Naturschützer und Landwirte streiten sich um den richtigen Umgang mit dem Biber – etwa darüber, wann der Nager abgeschossen werden darf.

Baut weniger Burgen als gedacht: Biber in Brandenburg. Foto: dpa

Plötzlich bleibt Burghard Sell stehen. Vorsichtig biegt er eine Brombeerranke zur Seite und zeigt auf die steil zur Nuthe hin abfallende Uferböschung. „Jetzt keinen falschen Schritt mehr, sonst stecken Sie bis zum Bauch in Bibers Wohnzimmer.“ Verschreckt sucht das ungeübte Auge den Boden ab und sieht außer Brennesseln, Dornen und einem vertrockneten Holunderbusch – nichts.

Burghard Sell, ehrenamtlicher Biberbetreuer beim Naturschutzbund (Nabu) Brandenburg, lächelt vergnügt. „Sie dachten, dass Biber Burgen bauen, stimmt’s?“, sagt Sell, der seit 2006 die Biberreviere an der Nuthe in Potsdam betreut. Klar, so steht es ja selbst in jedem Kinderbilderbuch! „Stimmt aber leider nicht“, frohlockt Sell.
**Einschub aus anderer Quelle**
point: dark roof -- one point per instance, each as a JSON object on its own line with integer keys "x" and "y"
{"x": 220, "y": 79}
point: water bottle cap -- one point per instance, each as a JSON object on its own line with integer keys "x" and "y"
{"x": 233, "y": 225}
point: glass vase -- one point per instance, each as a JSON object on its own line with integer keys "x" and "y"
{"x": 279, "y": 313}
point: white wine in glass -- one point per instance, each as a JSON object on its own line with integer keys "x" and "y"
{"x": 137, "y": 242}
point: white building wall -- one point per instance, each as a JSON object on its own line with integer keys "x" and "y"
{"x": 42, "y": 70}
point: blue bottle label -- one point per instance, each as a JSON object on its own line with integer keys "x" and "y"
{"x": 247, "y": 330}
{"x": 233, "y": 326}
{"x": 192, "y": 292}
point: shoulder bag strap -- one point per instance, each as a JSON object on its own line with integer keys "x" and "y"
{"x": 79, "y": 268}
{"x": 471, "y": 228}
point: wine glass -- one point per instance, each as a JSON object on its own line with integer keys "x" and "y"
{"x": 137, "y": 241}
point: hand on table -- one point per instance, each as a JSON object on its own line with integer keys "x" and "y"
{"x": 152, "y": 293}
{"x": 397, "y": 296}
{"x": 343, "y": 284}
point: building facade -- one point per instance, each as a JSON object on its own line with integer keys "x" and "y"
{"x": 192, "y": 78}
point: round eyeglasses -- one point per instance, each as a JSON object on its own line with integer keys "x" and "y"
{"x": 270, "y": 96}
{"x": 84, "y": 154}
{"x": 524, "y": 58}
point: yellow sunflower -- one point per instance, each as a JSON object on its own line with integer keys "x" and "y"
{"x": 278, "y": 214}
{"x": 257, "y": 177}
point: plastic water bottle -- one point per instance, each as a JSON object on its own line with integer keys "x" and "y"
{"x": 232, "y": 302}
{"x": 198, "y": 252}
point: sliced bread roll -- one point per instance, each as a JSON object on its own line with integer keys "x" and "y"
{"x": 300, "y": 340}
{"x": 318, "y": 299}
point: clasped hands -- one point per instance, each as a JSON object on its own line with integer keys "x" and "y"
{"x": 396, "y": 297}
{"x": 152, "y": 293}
Solange die Tiere eine genügend hohe Uferböschung zum Eingraben vorfänden, hielten sie sich nicht unnötig mit komplizierten Bauaktionen im Wasser auf: „Erdbaue sind ihnen viel lieber.“

Bis zu einem Meter Durchmesser hat so eine Wohnhöhle, meist sind mehrere durch ein Tunnelsystem verbunden: „Den Bau, auf dem wir jetzt stehen, haben die Biber aber kürzlich aufgegeben“, erklärt Sell. Er ist täglich in „seinem“ Revier unterwegs, direkt gegenüber den Plattenbauten des Plattenbaugebiets Schlaatz, wo er auch wohnt. Sell scharrt mit der Fußspitze im märkischen Ufersand: Der Boden, „diese alte Sandbüchse“, sei über den Tunneln nachgesackt – deshalb nun auch die Einsturzgefahr.

An der Nuthe gehen die bis zu einem Meter langen und rund 30 Kilogramm schweren Nagetiere inzwischen mit einem beachtlichen Arbeitseifer zu Werke. Drei Biberpärchen hat Experte Sell gezählt. Sechs Wasserkilometer, von der Mündung der Nuthe in die Havel im Zentrum von Potsdam flussaufwärts, haben die monogam lebenden Pflanzenfresser für ihre Zwecke urbar gemacht: Tunnel gegraben, Wohnhöhlen angelegt, Pfade zu Futterplätzen ins Unterholz geebnet.

„Die Biber mögen die Stadt“, sagt Sell. „Auf dem Land finden sie viel Monokulturen, Mais- oder Rapsfelder. Hier ist die Pflanzenvielfalt größer.“

Und: Nicht nur an der Nuthe ist der Biber zurück. Kurz nach der Wende 1989 bis auf wenige hundert Tiere beinahe ausgerottet, wird der Bestand in Brandenburg vom Landesamt für Umwelt, Gesundheit und Verbraucherschutz (LUGV) inzwischen auf etwa 3.300 Tiere geschätzt. Der Biber steht auf der Liste der streng geschützten Arten: Das Fangen, Nachstellen und Töten ist laut Bundesnaturschutzgesetz verboten.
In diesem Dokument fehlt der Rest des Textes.